The request comes after the finance ministry had asked banks to increase lending to residential housing projects.

 In a meeting last week with bankers and the Confederation of Real Estate Developer’s Associations of India (Credai), D K Mittal, secretary, financial services, had reviewed the issues pertaining to credit flow to the housing sector and discussed remedies.

Credai representatives told the ministry many projects could not be completed due to lack of funds. Most of these unfinished projects were in Tier-II and Tier-III cities.

  • Finance ministry had asked banks to increase lending to residential housing projects
  • Bank wants relaxed asset classification norms in the sector 
  • Ministry has asked CREDAI to survey unsold housing stock to take remedial steps
  • CREDAI says projects could not be completed due to lack of funds
  • Most such projects in tier-II and tier-III cities

“We have noted that a developer starts the project by availing finance from non-banking sources, mainly non-banking housing companies, at a high interest. Later, they realise that servicing such loans become unviable,” said a senior executive of a public sector bank.

To add to the woes of real estate developers, RBI guidelines do not allow banks to take out that exposure from the non-banking finance company (NBFC) if the project has not commenced.

Now, bankers have requested the finance ministry to take up the matter with the banking regulator so that favourable policies could be framed to boost bank loans to real estate projects.

Banks also want asset classification norms to be relaxed on real estate projects.

According to RBI norms, if a project fails to be operational two years after the commercial operation date (as scheduled while loan sanctioning), banks have to classify the project as non-perfoming. “We have noticed there are issues beyond the control of the developer, like land acquisition and other clearances. These are genuine issues and the developer cannot do much in such a case. As a result, the commercial operation date of the project is delayed,” said a banker who attended the meeting.

Banks have requested the finance ministry to take up the matter with the central bank, so that there could be some relaxation in terms of extending the asset classification norms over two years.

The finance ministry has also asked Credai to conduct a survey of unsold housing stock so that a decision could be taken on unlocking its value.

RBI Deputy Governor Anand Sinha had on Friday said banks' asset quality had deteriorated due to the gloomy economic conditions but noted that there was enough capital with the lenders to take care of the situation.

Loan book quality of banks deteriorates


Not only is the NPA picture for public sector banks looking bad, the restructured asset proportion is also on the rise.
Moderating economic activity and high interest rates have eroded the ability of borrowers to service debt. This has resulted in mounting non-performing assets (NPAs) and restructured assets.
NPAs, as a proportion of advances, was the highest in six years towards the end of March 2012.
This is expected to worsen further by the end of this fiscal year. The NPA ratio (the ratio of loans accounts which have defaulted on interest or principle beyond 90 days to the total bank loans) of Indian banks, as of March 2012, was at 2.94 per cent.
After provisioning for some of these bad loans, the net NPA ratio works out to 1.24 per cent of the total loans.
The actual NPA picture would have been worse had banks not resorted to major loan restructuring and loan write-offs.

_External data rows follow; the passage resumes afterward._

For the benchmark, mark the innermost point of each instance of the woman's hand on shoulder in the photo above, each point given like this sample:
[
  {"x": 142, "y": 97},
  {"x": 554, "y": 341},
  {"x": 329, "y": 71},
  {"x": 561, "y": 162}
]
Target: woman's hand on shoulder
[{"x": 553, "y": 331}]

While the larger companies managed to restructure their borrowings by projecting improved prospects in the long-run, the SME and agriculture segments could not do the same. Therefore, their NPA ratios witnessed a sharp jump, rising by 1.2-1.3 percentage points in the year ended March 2012.
On the other hand, the restructured loans of large accounts rose by 2.7 percentage points, thereby managing to avert loans from falling into the NPA category. Aviation, State electricity boards, textiles, telecom, shipping, power and steel were the top sectors that had higher proportion of restructured loans, according to the RBI.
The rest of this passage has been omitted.